Australian regtech threatened by equity hole

Despite increased demand for Regtech and Australia’s strong concentration of regtech development, subdued investment puts the Antipodean market at risk, finds The RegTech Association.

The Association’s research shows that 70% of the regtechs surveyed are bootstrapped by their founders, directors, or employees, 15% have received investment from Venture Capital, and only 9% of firms received Private Equity investment or grant funding.

Deborah Young, CEO, The RegTech Association says: “Despite having everything needed to be a global player in regtech, Australia’s piecemeal domestic investment is preventing Australian innovation from underpinning the global regtech transformation.”

Predicted to rise from US $25 billion in 2019 to US $127 billion by 2024, all signs point to significant growth in the global regtech space. Appetite for regtech services is exploding as companies look to purpose-built products and firms to help streamline regulatory compliance and protect themselves from money laundering and digital crime.

With rigorous regulatory standards, Australia has proven to be fertile ground for the development of world-class products, and early adopters of the technology have strengthened their compliance processes. Yet, with only minimal superannuation and corporate VC investment, Young argues that regtech is being starved of capital by the sectors who need it most.

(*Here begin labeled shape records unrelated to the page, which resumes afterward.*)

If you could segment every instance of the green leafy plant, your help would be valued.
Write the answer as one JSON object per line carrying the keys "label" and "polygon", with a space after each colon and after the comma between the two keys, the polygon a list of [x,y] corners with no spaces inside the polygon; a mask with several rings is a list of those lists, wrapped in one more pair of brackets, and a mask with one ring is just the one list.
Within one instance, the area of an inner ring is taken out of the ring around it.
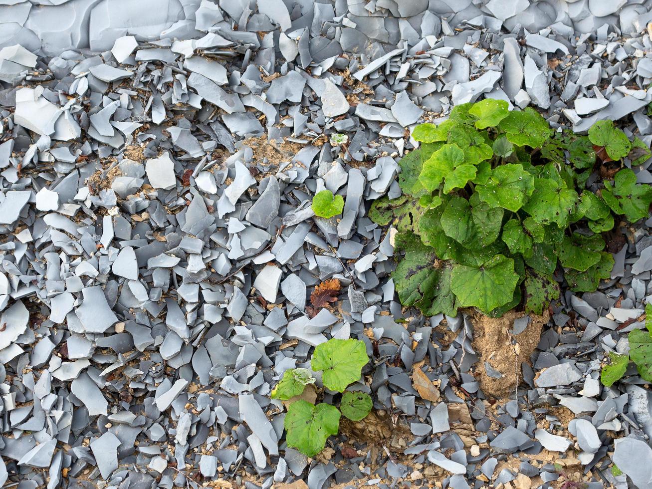
{"label": "green leafy plant", "polygon": [[634,329],[629,333],[629,354],[609,352],[609,363],[602,366],[600,381],[610,387],[625,375],[630,361],[636,366],[644,380],[652,382],[652,304],[645,304],[645,330]]}
{"label": "green leafy plant", "polygon": [[646,216],[652,202],[652,186],[629,168],[597,192],[586,188],[600,163],[649,156],[610,121],[588,136],[554,132],[532,108],[486,99],[412,137],[421,145],[400,162],[403,195],[374,201],[369,217],[398,231],[396,289],[426,316],[458,307],[541,314],[559,296],[558,280],[595,290],[614,265],[602,233],[620,216]]}
{"label": "green leafy plant", "polygon": [[319,217],[330,219],[342,213],[344,199],[341,195],[334,196],[331,190],[321,190],[312,198],[312,210]]}
{"label": "green leafy plant", "polygon": [[[366,347],[359,340],[333,338],[318,345],[310,365],[321,371],[321,381],[329,391],[343,393],[340,409],[324,402],[314,405],[303,399],[288,408],[284,426],[288,432],[288,446],[297,449],[308,456],[323,450],[326,440],[336,435],[341,414],[352,421],[359,421],[371,411],[373,402],[368,394],[347,391],[347,387],[360,379],[362,369],[369,361]],[[316,379],[306,368],[291,368],[272,391],[272,398],[292,400],[301,396],[306,386]]]}

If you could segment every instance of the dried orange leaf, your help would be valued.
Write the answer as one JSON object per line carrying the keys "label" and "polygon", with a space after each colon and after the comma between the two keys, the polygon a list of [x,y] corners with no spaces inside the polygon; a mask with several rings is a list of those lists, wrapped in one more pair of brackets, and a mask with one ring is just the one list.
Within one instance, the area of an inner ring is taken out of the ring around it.
{"label": "dried orange leaf", "polygon": [[412,374],[412,385],[422,399],[436,402],[439,400],[439,390],[428,378],[421,368],[415,368]]}

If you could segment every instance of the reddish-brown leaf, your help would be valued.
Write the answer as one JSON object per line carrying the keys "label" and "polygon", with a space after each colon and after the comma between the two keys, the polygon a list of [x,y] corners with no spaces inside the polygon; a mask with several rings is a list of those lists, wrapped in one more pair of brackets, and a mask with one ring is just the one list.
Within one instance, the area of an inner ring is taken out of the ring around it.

When that investment does arrive, the process is almost cripplingly slow. 59% of the regtechs surveyed rated lengthy procurement cycles as the greatest adoption challenge, taking an average of 13 months to move projects from initial conversations to full deployment.

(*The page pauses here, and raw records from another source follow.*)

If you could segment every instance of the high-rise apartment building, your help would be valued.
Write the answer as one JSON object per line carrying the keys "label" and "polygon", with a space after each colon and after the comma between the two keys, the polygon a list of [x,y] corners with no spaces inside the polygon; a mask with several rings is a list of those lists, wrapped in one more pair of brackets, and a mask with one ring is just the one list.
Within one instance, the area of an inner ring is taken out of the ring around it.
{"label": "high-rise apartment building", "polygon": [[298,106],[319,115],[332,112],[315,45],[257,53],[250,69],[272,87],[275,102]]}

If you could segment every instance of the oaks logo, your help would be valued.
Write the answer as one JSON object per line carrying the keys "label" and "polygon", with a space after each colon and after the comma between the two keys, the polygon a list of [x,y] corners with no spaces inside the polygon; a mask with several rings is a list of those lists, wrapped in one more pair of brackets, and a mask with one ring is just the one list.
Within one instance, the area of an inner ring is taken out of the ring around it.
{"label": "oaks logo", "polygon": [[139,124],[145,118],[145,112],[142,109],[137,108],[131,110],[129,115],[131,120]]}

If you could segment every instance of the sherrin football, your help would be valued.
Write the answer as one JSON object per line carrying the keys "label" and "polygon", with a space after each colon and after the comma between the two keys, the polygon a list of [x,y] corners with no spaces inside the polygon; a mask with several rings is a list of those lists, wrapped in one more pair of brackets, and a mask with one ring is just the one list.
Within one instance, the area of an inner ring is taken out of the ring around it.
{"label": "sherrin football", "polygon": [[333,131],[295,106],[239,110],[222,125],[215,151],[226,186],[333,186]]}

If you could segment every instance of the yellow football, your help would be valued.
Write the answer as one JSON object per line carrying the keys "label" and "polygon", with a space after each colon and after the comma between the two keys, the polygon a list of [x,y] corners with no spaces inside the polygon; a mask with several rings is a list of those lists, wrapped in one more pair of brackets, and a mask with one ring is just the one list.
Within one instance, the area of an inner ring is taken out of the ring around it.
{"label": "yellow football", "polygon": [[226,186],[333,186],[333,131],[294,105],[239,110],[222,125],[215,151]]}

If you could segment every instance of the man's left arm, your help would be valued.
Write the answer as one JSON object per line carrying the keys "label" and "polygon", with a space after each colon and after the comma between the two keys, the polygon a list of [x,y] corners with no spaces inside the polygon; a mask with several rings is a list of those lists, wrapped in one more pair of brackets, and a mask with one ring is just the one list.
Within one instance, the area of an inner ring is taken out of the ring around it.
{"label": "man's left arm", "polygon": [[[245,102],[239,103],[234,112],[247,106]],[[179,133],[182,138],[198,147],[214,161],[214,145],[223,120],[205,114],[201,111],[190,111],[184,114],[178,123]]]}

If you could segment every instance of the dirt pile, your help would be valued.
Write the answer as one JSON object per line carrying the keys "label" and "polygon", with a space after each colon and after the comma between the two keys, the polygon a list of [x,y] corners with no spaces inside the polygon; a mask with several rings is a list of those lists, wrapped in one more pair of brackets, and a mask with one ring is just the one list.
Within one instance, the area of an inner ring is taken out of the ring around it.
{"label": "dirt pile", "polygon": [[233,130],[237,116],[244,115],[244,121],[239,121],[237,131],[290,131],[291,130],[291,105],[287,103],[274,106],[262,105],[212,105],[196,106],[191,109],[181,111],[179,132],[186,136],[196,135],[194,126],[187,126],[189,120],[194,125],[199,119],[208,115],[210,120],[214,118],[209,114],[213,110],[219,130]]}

Young continues: “The Government has a key role to play as the ultimate orchestrator of RegTech - and to back the RegTech market through formal recognition of the potential economic benefits, in particular around exports, to encourage investment into the sector and continued expansion of regulatory innovation.”

The Australian Senate recognises the potential of regtech development in the country and has established a committee to inquire and report on the industry’s opportunities, barriers, and future trends by October 2020.

Barbara Sharp, CEO of regtech Pax Republic comments: “Australia punches above its weight in RegTech, but the impact of under investment of funding will be a classic “brain drain” to overseas markets.

“Any and all initiatives that reduce the time to value over the next 12 months will be key to ensuring that by 2022, Australian RegTech companies continue to lead and that growth happens in Australia, not overseas.”